Notre monde bascule, que faire ? Manifester, pas manifester ? Être Charlie ne pas être Charlie ? Chez les militants politiques sincères et progressistes Jaurès est invoqué. Tout un symbole !
Jaurès et « l’affaire Dreyfus » lorsqu’il s’engage dans la défense du capitaine avec le mouvement populaire – Dreyfus était une victime à défendre, il n’en était pas moins un « réactionnaire », d‘où une controverse – .
Ou bien Jaurès face à la guerre, choisissant la rupture au prix de sa vie ?
Aujourd’hui,faut-il participer au mouvement instauré malgré ses limites ou avoir le courage de se démarquer ?
Il faut se démarquer,il faut un NON de résistance. Parce que suivre le processus engagé nous mène au gouffre. L’affaire Dreyfus portait la haute valeur du combat contre l’injustice et en cela était prometteuse de progrès.Aujourd’hui, c’est à la guerre qu’est mené notre peuple et l’avenir est prometteur de désastres, comme la guerre mondiale que refusait Jaurès.
Suivre rend inaudible, ne contribue pas à offrir des regards alternatifs aux personnes sincères.Nous ne devons avoir de présence que porteur d’un message de rupture alternative. Nous ne sommes pas les moutons qui indignaient Cabu.
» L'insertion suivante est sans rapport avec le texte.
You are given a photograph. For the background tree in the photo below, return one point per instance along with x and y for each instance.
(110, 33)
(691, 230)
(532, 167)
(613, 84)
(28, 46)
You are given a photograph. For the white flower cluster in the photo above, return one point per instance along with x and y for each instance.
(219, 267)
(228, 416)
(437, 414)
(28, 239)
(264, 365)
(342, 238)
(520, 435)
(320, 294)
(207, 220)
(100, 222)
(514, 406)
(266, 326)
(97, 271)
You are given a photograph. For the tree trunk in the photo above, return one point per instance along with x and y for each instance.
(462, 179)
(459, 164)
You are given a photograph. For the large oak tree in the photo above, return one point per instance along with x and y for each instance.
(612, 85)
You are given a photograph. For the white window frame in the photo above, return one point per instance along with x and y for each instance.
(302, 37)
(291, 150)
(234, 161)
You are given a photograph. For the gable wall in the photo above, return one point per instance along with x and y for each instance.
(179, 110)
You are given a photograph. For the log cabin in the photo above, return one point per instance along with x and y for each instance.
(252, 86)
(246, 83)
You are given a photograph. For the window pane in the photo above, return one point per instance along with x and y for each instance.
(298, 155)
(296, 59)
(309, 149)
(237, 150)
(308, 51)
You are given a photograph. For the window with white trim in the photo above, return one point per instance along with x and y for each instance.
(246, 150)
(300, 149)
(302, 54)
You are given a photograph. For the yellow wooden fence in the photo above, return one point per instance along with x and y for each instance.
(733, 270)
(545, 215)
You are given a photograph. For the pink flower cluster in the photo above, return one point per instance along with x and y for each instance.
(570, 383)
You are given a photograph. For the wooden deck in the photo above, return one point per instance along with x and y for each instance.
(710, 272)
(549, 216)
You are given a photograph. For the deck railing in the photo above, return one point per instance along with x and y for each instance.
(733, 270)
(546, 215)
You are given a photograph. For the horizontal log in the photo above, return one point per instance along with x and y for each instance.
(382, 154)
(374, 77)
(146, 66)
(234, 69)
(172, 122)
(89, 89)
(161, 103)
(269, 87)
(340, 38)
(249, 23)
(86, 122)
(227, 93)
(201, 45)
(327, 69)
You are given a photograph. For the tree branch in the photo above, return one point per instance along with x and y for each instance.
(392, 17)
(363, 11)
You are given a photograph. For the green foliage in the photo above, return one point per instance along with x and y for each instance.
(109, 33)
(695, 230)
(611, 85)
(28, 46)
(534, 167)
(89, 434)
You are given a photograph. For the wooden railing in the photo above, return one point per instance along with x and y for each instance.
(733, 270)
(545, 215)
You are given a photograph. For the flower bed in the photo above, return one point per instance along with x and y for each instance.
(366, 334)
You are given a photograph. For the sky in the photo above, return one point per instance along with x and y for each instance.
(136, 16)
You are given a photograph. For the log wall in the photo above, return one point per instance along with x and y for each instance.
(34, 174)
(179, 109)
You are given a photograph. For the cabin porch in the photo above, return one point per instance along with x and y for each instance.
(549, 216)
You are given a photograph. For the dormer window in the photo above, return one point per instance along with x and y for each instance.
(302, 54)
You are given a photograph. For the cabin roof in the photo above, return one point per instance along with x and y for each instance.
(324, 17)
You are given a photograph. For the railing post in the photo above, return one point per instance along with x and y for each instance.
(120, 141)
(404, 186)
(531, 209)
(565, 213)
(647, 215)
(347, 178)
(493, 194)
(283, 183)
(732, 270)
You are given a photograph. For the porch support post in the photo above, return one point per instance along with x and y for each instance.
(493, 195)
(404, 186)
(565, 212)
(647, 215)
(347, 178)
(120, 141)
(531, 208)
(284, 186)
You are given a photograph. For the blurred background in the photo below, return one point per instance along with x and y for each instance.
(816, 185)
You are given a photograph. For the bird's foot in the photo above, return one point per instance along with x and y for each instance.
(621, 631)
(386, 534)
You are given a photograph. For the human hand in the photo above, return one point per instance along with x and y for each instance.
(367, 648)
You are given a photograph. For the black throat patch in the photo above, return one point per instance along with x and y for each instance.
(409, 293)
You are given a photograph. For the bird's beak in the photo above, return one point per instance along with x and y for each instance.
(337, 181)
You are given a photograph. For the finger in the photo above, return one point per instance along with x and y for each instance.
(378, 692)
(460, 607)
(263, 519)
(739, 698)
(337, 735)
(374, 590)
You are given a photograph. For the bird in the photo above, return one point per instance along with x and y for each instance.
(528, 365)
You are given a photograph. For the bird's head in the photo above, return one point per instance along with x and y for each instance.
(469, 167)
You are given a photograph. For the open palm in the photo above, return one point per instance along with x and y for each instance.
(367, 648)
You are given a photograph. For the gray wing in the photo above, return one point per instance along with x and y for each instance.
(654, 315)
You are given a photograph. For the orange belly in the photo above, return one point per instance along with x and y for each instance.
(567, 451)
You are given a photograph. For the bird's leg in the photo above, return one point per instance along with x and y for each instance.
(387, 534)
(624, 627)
Dire non, c’est le moment et un moment crucial. Permettez moi de vous faire part de ma petite expérience personnelle. Mon expérience des dernières 24h. Je suis horrifié par cette barbarie mais je ne suis pas Charlie, parce que je ne peux m’assimiler aux passages racistes. Je suis allé au rassemblement de ma ville où tout le monde était« Charlie » parce que le sens de cette appartenance était pour beaucoup un écœurement devant la violence. J’y suis allé différent, avec mon texte publié en tract, avec mon alerte contre l’engrenage de la guerre, l’engrenage de l’islamophobie. Bien sûr des officiels ont voulu me faire taire, mais l’accueil a été fécond, les discussions nombreuses, les idées alertées. Quelques personnes étaient déjà en guerre, mais beaucoup la refusait encore. J’ai poursuivi avec des amis la distribution de mon texte-tract (1 500 exemplaires, pour cette journée). Le sujet est brûlant et les discussions se suivent, l‘accueil est ouvert. Un événement symbole : ce commerçant affichant mon texte partout dans sa boutique, en imprimant lui même un paquet pour le diffuser. Un commerçant « de quartier populaire».
Vous aussi, dites non. Dites le avec votre cœur, simplement, à votre manière humaine, avec votre conscience de progressiste et ces valeurs humaines qui ont fait les meilleurs pages de notre histoire. Dites-le avec vos peurs et vos émotions, avec vos souffrances. Dites-le, beaucoup sont encore prêts à les entendre, à s’en émouvoir,à s’en interroger. Il n’est pas sûr que cela demeure bien longtemps. Notre capacité de résistance à ce retour de l’histoire ne dépend plus que de nos courages personnels.
Soyons les premiers résistants à ce dévastateur retournement de l’histoire.